Kandungan Kalsium Setara Susu, Lebih Tinggi dari Tahu dan Brokoli
Dalam 100 gram bayam merah, terkandung sekitar 200–250 mg kalsium. Jumlah ini setara dengan segelas kecil susu sapi (250 ml) yang umumnya mengandung 220–240 mg kalsium.
Bila dibandingkan dengan sayuran lain, keunggulannya makin jelas:
- Brokoli hanya mengandung sekitar 47 mg kalsium per 100 gram,
- Kacang panjang sekitar 50 mg,
- Tahu sekitar 130 mg, tergantung jenis pengolahannya.
Artinya, dalam satu porsi kecil bayam merah, tubuh bisa mendapatkan asupan kalsium dua hingga lima kali lebih banyak daripada dari sayuran hijau biasa.
Kelebihan: Rendah Oksalat, Kalsium Mudah Diserap
Banyak orang mengira bayam (terutama bayam hijau) mengandung oksalat tinggi yang bisa menghambat penyerapan kalsium. Namun, bayam merah memiliki kadar oksalat lebih rendah, sehingga kalsiumnya lebih mudah diserap oleh tubuh.

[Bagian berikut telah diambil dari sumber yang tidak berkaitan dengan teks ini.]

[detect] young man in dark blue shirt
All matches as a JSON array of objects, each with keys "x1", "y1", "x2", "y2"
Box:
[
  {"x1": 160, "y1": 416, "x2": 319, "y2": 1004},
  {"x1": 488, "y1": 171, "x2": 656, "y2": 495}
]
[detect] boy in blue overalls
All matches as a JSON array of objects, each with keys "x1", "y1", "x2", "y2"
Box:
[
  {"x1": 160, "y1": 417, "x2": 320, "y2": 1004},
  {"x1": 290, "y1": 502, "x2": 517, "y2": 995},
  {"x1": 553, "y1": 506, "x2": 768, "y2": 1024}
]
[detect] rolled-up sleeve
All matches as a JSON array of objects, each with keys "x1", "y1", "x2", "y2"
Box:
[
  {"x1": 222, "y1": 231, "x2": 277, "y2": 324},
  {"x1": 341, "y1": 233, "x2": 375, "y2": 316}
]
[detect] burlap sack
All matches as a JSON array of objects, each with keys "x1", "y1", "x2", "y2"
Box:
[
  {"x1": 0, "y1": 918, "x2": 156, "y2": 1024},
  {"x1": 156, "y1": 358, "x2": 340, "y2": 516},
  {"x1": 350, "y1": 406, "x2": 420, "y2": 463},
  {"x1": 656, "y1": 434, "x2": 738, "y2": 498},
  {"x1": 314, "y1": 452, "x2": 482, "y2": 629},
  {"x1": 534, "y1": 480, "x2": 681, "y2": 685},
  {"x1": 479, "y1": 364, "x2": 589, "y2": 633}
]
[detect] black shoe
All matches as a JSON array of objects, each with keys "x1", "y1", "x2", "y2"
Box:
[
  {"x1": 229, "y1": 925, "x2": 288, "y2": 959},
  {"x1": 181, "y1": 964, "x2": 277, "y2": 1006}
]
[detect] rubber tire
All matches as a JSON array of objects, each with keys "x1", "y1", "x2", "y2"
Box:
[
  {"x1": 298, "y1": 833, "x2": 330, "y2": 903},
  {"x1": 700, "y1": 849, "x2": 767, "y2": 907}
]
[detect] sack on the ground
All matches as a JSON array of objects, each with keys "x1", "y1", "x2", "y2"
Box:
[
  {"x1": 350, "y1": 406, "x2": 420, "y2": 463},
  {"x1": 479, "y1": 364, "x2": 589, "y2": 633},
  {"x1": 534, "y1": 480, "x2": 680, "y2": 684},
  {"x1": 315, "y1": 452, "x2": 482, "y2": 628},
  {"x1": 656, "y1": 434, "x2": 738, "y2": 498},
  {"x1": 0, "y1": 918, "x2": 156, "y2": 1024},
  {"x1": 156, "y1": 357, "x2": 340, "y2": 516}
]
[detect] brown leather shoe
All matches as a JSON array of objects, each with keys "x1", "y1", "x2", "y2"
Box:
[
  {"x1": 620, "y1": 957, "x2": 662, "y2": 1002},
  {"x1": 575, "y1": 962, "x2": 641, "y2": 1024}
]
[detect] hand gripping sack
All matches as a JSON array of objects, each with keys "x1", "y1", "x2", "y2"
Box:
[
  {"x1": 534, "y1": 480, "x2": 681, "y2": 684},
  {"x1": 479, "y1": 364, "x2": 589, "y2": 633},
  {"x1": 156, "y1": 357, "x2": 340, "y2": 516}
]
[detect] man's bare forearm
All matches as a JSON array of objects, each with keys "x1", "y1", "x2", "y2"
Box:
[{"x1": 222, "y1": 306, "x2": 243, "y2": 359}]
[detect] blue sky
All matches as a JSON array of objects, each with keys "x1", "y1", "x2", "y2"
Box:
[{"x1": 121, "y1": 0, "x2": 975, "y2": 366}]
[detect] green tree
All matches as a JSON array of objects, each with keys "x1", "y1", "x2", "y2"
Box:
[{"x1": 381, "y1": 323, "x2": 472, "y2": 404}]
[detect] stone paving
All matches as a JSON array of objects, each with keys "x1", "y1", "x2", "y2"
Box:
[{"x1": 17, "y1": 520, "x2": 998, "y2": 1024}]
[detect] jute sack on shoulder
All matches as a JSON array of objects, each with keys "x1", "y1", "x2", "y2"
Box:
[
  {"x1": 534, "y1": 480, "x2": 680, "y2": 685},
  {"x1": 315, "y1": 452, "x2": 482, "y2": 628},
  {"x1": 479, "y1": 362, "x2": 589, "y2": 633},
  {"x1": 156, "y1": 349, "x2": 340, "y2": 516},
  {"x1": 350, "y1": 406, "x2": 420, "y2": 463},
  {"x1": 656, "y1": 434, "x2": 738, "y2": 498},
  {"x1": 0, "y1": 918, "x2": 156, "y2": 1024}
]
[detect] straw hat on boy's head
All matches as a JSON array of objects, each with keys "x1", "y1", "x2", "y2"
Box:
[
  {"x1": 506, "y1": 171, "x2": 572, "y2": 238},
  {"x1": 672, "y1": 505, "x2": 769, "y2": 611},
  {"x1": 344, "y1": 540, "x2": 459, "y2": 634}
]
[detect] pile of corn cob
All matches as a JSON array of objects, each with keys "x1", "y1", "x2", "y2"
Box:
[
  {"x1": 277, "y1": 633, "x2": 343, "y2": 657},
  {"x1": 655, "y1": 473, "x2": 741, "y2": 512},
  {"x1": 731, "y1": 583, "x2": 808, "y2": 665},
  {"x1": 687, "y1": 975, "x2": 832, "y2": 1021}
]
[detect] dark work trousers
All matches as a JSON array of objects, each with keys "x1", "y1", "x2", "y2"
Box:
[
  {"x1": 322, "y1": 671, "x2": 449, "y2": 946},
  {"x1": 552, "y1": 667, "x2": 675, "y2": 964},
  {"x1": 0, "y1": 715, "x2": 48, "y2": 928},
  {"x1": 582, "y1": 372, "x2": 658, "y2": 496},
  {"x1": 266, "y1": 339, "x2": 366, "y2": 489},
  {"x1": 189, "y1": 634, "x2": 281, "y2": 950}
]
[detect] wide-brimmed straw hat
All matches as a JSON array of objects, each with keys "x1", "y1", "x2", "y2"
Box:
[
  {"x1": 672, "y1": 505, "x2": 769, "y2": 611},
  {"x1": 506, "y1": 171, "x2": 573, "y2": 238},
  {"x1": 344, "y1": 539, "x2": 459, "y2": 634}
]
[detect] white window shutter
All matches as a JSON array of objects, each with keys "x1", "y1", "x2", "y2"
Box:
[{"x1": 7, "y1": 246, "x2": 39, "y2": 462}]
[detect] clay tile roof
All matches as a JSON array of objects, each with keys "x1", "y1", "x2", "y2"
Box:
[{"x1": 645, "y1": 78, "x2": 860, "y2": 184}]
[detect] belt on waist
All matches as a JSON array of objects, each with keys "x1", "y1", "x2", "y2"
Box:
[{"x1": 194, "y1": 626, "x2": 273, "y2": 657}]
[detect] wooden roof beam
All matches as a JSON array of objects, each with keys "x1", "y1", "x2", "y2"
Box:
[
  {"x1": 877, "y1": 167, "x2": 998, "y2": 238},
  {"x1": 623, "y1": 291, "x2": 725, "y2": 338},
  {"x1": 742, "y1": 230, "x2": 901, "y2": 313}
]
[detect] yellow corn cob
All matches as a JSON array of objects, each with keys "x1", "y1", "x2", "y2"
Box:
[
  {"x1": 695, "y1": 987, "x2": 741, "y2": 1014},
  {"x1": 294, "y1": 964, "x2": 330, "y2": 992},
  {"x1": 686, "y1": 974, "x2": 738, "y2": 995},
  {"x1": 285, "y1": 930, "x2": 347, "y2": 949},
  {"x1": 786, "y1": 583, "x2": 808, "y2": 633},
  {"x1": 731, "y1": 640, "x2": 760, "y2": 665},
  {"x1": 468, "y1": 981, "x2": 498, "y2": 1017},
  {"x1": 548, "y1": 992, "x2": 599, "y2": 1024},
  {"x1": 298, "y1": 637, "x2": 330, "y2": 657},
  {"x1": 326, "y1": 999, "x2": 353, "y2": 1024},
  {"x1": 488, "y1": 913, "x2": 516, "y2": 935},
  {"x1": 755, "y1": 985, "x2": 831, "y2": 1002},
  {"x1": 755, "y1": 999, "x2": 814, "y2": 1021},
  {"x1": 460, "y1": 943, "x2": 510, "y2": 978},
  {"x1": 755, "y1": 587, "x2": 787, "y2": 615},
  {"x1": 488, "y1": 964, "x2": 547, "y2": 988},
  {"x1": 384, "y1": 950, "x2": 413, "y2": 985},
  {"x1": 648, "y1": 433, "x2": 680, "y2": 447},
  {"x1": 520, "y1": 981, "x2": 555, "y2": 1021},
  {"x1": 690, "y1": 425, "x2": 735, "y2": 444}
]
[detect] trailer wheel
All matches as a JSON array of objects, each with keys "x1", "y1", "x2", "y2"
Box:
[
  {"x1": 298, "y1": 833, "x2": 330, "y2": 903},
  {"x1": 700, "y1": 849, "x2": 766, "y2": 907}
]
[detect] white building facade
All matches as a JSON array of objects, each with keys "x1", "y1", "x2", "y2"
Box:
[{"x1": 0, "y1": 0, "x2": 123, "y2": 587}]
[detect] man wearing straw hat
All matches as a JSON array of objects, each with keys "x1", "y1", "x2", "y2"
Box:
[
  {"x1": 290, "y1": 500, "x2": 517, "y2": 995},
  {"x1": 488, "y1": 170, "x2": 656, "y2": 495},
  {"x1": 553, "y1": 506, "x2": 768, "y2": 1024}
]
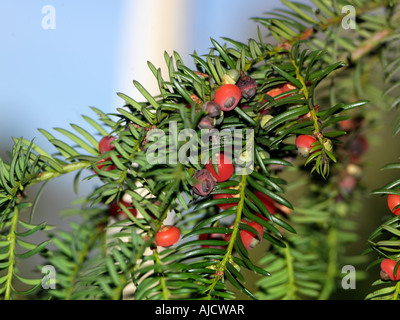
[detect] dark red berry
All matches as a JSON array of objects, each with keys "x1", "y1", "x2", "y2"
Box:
[
  {"x1": 193, "y1": 169, "x2": 215, "y2": 196},
  {"x1": 214, "y1": 84, "x2": 242, "y2": 111},
  {"x1": 155, "y1": 226, "x2": 181, "y2": 247}
]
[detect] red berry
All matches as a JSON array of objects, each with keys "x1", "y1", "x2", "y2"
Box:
[
  {"x1": 214, "y1": 84, "x2": 242, "y2": 111},
  {"x1": 381, "y1": 259, "x2": 400, "y2": 281},
  {"x1": 99, "y1": 136, "x2": 117, "y2": 154},
  {"x1": 254, "y1": 191, "x2": 276, "y2": 214},
  {"x1": 94, "y1": 157, "x2": 117, "y2": 174},
  {"x1": 110, "y1": 200, "x2": 137, "y2": 218},
  {"x1": 155, "y1": 226, "x2": 181, "y2": 247},
  {"x1": 387, "y1": 194, "x2": 400, "y2": 216},
  {"x1": 277, "y1": 82, "x2": 296, "y2": 100},
  {"x1": 236, "y1": 73, "x2": 257, "y2": 99},
  {"x1": 296, "y1": 134, "x2": 317, "y2": 156},
  {"x1": 224, "y1": 219, "x2": 264, "y2": 250},
  {"x1": 267, "y1": 88, "x2": 282, "y2": 98},
  {"x1": 204, "y1": 152, "x2": 235, "y2": 182},
  {"x1": 213, "y1": 193, "x2": 239, "y2": 210},
  {"x1": 281, "y1": 82, "x2": 296, "y2": 92},
  {"x1": 193, "y1": 169, "x2": 215, "y2": 196}
]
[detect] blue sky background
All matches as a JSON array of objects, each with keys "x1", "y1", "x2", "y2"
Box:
[
  {"x1": 0, "y1": 0, "x2": 278, "y2": 149},
  {"x1": 0, "y1": 0, "x2": 279, "y2": 225}
]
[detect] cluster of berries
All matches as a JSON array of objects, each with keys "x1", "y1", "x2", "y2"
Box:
[{"x1": 96, "y1": 70, "x2": 295, "y2": 249}]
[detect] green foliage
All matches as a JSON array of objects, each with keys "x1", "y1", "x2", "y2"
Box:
[{"x1": 0, "y1": 0, "x2": 400, "y2": 300}]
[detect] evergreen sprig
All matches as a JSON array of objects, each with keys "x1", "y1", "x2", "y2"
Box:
[{"x1": 0, "y1": 0, "x2": 399, "y2": 300}]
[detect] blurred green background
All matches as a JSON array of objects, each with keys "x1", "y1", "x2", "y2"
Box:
[{"x1": 0, "y1": 0, "x2": 400, "y2": 299}]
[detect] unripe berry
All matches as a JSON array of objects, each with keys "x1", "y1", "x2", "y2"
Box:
[
  {"x1": 193, "y1": 169, "x2": 215, "y2": 196},
  {"x1": 295, "y1": 134, "x2": 317, "y2": 157},
  {"x1": 387, "y1": 194, "x2": 400, "y2": 216},
  {"x1": 224, "y1": 219, "x2": 264, "y2": 250},
  {"x1": 99, "y1": 136, "x2": 117, "y2": 154},
  {"x1": 213, "y1": 193, "x2": 240, "y2": 210},
  {"x1": 381, "y1": 259, "x2": 400, "y2": 281},
  {"x1": 155, "y1": 226, "x2": 181, "y2": 247},
  {"x1": 199, "y1": 233, "x2": 226, "y2": 249},
  {"x1": 204, "y1": 152, "x2": 235, "y2": 182},
  {"x1": 214, "y1": 84, "x2": 242, "y2": 111}
]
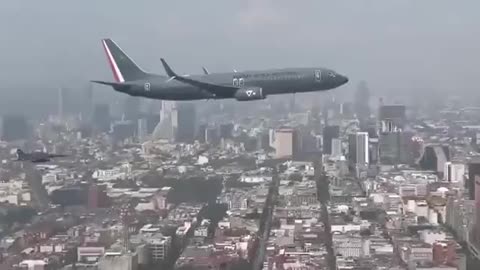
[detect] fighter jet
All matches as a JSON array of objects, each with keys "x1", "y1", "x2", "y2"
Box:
[
  {"x1": 17, "y1": 149, "x2": 67, "y2": 163},
  {"x1": 92, "y1": 39, "x2": 348, "y2": 101}
]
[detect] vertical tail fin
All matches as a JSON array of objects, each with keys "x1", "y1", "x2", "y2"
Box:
[{"x1": 102, "y1": 38, "x2": 148, "y2": 83}]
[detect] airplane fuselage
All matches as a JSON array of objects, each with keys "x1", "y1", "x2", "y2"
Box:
[{"x1": 116, "y1": 68, "x2": 345, "y2": 100}]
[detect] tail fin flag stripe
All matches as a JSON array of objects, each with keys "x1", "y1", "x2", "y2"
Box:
[{"x1": 102, "y1": 39, "x2": 125, "y2": 83}]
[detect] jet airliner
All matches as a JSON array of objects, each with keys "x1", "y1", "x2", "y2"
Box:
[{"x1": 92, "y1": 39, "x2": 348, "y2": 101}]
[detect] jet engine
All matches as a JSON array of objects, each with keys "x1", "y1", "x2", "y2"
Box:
[{"x1": 234, "y1": 87, "x2": 266, "y2": 101}]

Hal ini menjadikan bayam merah pilihan ideal bagi orang yang tidak bisa mengonsumsi susu atau produk hewani, seperti vegan atau penderita intoleransi laktosa.
Kaya Zat Gizi Lain, Bukan Hanya Kalsium
Selain kalsium, bayam merah mengandung zat besi dua kali lipat lebih tinggi dari bayam hijau, serta vitamin C dan A yang berfungsi memperkuat daya tahan tubuh.
Warna merahnya berasal dari betasianin, antioksidan kuat yang membantu mencegah kerusakan sel dan melindungi jantung.
Jika dibandingkan dengan sumber kalsium lain seperti ikan teri atau susu, bayam merah memang memiliki kadar kalsium sedikit lebih rendah, namun menang dalam hal serat, antioksidan, dan rendah lemak, membuatnya sangat baik untuk diet seimbang.
Murah, Sehat, dan Mudah Ditemukan
Berbeda dengan sumber kalsium mahal seperti keju atau yogurt, bayam merah mudah ditemukan di pasar tradisional dengan harga di bawah Rp5.000 per ikat.
Sayuran ini bisa diolah dengan berbagai cara — ditumis, direbus singkat, atau dijadikan jus — tanpa mengurangi kandungan nutrisinya secara signifikan.
Kesimpulan: Superfood Lokal yang Diremehkan
Dengan kandungan kalsium tinggi, rendah oksalat, kaya antioksidan, dan harga yang sangat terjangkau, bayam merah pantas disebut sebagai “superfood lokal”.
Jika dibandingkan dengan susu, brokoli, atau tahu, bayam merah tidak kalah bergizi, bahkan dalam beberapa aspek lebih unggul secara alami dan ramah di kantong.
Dalam situasi ekonomi yang menuntut pilihan cerdas, bayam merah membuktikan bahwa kesehatan tulang dan tubuh bisa dijaga tanpa harus mahal — cukup dari alam dan dapur sendiri.